Friday, December 20, 2013

Baseless

It took until nearly mid-December for the first real shot of snow to arrive in “Alaska’s Playground,” aka, the Kenai.

The Kenai Mountains have been bereft of snow this season. I would venture to guess that so far this has been the leanest season in recent memory for that range, and is making last year’s prolonged early season snowpack seem comparatively obese.

When I drove through Summit and Turnagain passes mid-day on the first Sunday of December, I counted 0 cars in the pull outs from Summit Lake to Turnagain Arm, discounting two I spotted at Manitoba and one at lower Eddies. The two and single car, I presumed, belonged to cabin campers and a tourer on the Iditarod Trail, respectfully.

When I glanced up the east ridge of Colorado that day, it looked like sneakers with ice spikes and gaiters would have been optimal for a summit bid.

This past weekend, a well-heralded North Pacific low pulled into town, and dumped up to 20 inches on the Anchorage Hillside, and about 17 inches in Turnagain Pass. Farther north, accumulation numbers were much, much less.

That was unfortunate, because this year, Hatcher and Turnagain have traded places and bases.

Cody and I headed south and skied a few laps on Tin Can. The snow was of excellent quality, falling heavily, stacking up quick, dry, light, and fast.

Beggars can’t be choosers, but it was not the snow we needed. Our poles easily dropped through the light density accumulation and made a resounding metallic thud when the tips hit the hard, thin, icy base beneath. Tundra, rocks, and organic debris abounded.

We ventured to the top of the commons on the first lap in a pure white out, but even in the pea soup, we could see plenty of rocks close enough by to raise the flags. With another group, we made wiggle-butt turns back down the skin track. The snow was fast, but this was not welcome with the combined poor vis and coverage combo.

We mosied to the trees, where we could more easily discern up from down.

IFR tree skiing.
The skiing was great, the snow exploding in every turn, and the crowds were light by Tin Can standards. We could only make turns in the upper portion of the tree run before getting aldered out, but we encountered no rocks up there.

The exit, was a different story. Geology abounded.

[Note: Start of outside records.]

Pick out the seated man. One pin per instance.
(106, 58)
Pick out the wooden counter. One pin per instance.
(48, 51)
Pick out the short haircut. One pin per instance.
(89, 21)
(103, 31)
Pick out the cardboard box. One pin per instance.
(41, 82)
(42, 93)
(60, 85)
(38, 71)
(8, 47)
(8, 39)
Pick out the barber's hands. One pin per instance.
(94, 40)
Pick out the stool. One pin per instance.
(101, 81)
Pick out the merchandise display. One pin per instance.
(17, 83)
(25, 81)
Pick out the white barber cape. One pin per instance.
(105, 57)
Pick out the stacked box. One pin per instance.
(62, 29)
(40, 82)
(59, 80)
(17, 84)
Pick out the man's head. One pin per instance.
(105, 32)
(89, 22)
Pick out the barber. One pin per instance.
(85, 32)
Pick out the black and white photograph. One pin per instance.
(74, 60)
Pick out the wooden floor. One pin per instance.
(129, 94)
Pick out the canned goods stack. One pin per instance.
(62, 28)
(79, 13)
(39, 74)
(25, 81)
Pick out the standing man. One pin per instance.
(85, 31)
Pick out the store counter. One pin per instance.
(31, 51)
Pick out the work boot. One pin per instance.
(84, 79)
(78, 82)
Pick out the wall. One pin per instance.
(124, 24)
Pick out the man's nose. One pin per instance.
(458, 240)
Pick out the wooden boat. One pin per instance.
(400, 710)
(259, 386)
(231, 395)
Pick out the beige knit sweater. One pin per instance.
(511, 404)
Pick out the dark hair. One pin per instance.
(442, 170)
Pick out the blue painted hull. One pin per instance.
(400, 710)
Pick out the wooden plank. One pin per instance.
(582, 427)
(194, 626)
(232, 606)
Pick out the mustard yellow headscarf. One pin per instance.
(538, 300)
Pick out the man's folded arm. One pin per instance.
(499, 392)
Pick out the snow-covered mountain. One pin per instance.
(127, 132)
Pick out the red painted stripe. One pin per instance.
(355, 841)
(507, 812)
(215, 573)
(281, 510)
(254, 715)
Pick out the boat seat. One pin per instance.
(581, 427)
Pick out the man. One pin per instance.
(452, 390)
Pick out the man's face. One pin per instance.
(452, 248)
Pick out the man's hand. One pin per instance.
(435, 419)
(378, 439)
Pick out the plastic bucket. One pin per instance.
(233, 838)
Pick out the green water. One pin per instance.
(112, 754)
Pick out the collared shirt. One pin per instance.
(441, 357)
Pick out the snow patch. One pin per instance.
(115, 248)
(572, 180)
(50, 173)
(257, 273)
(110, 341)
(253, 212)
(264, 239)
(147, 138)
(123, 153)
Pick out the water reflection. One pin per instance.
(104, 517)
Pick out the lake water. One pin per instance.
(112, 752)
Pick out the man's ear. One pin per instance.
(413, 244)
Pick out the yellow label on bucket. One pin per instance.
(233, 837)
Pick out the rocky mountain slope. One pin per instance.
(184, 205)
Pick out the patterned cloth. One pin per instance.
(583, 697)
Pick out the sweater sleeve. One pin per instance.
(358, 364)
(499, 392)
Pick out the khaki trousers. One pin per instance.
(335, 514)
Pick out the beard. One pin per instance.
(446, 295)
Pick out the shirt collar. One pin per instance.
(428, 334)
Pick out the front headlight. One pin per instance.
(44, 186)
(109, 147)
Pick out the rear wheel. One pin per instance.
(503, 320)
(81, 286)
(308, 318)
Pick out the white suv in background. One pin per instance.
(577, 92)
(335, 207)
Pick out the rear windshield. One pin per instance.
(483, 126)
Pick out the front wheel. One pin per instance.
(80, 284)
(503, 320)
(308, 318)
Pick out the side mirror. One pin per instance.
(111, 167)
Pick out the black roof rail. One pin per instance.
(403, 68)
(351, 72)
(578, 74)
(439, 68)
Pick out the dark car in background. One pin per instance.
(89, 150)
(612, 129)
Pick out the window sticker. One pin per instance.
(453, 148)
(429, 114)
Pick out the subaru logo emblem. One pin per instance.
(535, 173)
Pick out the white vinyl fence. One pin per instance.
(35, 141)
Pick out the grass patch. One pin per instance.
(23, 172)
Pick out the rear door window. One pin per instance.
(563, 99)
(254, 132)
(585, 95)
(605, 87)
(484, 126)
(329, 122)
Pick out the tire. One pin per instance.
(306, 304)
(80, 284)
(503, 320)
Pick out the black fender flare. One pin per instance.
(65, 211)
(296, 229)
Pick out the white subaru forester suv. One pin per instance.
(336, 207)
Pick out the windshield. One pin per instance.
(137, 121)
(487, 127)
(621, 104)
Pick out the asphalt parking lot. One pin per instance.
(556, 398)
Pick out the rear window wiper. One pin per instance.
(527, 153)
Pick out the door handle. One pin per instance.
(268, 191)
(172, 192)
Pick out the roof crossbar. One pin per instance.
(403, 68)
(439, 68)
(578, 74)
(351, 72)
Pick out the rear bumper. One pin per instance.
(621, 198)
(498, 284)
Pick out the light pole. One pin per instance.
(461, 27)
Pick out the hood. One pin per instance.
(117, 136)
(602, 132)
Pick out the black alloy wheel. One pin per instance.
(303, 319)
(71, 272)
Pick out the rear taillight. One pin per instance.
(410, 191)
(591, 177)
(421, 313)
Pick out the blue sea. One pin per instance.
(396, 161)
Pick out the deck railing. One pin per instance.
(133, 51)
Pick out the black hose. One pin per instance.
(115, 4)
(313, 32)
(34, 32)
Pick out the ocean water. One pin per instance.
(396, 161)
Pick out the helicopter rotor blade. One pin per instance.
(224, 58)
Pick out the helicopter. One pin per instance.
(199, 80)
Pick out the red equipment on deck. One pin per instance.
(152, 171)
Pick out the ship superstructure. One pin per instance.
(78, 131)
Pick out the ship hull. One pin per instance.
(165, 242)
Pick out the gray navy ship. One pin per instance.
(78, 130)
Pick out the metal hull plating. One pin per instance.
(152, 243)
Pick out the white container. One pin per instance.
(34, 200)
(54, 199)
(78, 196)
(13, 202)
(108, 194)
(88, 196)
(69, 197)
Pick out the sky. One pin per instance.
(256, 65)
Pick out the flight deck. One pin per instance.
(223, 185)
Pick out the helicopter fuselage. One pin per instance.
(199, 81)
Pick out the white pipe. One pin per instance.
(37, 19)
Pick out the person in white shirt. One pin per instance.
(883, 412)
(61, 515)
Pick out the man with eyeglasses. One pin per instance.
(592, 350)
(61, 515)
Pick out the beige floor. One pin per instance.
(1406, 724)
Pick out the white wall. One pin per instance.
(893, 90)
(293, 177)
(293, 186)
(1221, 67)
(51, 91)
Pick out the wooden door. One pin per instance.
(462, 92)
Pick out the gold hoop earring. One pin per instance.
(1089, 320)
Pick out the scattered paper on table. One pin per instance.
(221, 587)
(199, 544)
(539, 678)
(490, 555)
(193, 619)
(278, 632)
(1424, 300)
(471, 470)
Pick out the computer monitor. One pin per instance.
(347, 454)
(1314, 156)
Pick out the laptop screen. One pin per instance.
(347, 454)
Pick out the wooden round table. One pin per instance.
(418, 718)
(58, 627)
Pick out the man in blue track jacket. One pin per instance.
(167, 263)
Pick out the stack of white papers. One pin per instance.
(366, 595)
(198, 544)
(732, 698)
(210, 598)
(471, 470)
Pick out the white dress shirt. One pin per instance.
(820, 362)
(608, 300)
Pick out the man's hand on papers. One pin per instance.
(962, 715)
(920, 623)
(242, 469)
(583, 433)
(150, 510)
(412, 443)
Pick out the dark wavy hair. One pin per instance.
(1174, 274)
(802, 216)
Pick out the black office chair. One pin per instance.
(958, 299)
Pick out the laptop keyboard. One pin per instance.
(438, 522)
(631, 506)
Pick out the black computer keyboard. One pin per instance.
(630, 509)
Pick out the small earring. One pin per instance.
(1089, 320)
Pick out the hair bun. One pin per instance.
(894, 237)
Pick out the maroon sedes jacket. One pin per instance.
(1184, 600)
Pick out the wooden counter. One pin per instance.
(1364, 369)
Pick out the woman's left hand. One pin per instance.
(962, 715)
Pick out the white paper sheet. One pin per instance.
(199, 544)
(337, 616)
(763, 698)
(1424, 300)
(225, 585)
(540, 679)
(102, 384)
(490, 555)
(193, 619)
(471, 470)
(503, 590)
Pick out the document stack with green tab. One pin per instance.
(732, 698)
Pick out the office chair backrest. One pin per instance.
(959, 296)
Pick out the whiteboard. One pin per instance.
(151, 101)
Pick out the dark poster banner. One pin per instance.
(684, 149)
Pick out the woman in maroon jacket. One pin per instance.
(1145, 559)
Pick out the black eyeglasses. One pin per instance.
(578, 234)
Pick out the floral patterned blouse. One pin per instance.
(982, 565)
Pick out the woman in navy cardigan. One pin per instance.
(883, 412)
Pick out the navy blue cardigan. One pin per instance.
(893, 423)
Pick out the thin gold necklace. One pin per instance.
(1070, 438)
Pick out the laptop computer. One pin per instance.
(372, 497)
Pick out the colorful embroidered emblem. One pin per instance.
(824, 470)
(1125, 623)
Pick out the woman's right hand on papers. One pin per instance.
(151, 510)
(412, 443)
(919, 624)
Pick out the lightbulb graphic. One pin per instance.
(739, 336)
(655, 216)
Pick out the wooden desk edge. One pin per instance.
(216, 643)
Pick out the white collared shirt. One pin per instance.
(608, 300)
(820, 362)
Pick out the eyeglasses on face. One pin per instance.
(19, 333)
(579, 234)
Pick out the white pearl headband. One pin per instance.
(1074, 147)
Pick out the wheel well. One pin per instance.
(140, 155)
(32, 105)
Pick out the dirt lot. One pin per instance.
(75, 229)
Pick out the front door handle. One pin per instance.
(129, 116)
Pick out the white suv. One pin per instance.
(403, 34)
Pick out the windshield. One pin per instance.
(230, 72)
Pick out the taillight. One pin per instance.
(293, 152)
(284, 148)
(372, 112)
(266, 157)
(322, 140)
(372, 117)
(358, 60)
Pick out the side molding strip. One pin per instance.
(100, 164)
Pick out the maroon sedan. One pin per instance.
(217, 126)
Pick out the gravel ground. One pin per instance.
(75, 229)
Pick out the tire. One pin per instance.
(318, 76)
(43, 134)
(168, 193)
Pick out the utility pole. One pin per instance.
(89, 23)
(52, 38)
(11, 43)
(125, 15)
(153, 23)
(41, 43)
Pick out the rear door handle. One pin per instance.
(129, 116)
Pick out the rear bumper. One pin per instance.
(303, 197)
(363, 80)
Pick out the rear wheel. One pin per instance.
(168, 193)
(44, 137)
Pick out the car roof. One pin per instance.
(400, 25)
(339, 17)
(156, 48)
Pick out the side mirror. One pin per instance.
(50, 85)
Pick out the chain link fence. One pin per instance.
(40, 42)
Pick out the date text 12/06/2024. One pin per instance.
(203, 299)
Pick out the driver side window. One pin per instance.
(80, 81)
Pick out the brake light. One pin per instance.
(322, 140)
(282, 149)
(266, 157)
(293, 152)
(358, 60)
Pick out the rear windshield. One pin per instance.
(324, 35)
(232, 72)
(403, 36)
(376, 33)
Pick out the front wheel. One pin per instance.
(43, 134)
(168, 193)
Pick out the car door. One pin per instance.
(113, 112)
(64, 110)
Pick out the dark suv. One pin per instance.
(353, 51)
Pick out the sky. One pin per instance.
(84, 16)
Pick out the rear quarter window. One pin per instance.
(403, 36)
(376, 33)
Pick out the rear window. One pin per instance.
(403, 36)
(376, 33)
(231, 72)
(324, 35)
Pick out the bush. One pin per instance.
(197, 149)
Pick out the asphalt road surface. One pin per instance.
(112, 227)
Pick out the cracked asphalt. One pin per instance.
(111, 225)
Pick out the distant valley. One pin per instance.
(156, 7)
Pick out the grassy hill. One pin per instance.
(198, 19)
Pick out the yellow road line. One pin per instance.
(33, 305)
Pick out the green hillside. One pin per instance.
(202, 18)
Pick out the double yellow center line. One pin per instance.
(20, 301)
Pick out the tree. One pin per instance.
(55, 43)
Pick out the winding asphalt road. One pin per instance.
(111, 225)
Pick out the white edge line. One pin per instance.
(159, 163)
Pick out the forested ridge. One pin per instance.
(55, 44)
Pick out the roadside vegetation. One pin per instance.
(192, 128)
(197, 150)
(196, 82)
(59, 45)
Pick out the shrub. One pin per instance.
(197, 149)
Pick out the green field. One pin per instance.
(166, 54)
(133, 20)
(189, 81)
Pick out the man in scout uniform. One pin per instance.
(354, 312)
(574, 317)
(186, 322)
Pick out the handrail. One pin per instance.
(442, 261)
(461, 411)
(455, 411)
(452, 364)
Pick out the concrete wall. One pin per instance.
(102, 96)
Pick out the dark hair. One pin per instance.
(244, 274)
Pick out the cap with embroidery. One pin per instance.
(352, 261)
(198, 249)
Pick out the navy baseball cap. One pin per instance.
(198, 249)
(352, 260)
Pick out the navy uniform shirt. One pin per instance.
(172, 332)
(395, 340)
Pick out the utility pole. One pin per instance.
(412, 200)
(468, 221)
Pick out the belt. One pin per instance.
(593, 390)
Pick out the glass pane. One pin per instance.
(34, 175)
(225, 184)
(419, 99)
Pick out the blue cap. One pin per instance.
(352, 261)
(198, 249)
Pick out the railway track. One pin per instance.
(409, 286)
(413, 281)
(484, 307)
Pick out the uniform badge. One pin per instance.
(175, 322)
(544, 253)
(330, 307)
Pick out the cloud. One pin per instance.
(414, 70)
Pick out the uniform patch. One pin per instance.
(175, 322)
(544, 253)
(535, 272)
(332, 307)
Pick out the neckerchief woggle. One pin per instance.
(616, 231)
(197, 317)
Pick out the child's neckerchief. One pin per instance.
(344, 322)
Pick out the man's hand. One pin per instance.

We were glad to have rallied though.

Sunday, everyone seemed to have obligations, and with the copious snow on Hillside, I decided to venture up into the Front Range. I headed for Adrian's Gully on Wolverine.

The longer lateral tour was welcome, and gave my restless legs something to do and a place for my wandering mind to traipse. The woods were gorgeous, and enough traffic had traversed the trails that I was never really fully breaking trail until I hit the base of the Wolverine Trail.

Base of Wolverine Trail.
I had the massive bowl entirely to myself, except for one couple I came across early on who were headed down from a night camped out.

Chugach State Park Trail pruner working on Near Point.
It was pretty obvious the turns would not be deep, and I’d be lucky if I didn’t hit a rock.

As luck would have it, I somehow did not. Adding to this, was that the mountains were open and blue, while a heavy fog clung to Anchorage throughout the day. It was gorgeous, but frigid cold: Single digits or less on the summit ridge with a steady breeze. I worked a consolidate wind-drifted pillow off the ridge and into the gully. The snow up high was cold, dry, slightly consolidated, and slow. I was glad for the latter, and I wiggled the heck out of it on the way down, thinking constantly about sharp, buried rocks that were hungry for a ski snack.

Looking back, no sign of Anchorage.

Heavy fog trapped in a valley caught and mirrored the reflection of the low sun. Even with two suns, it was still only 1 degree.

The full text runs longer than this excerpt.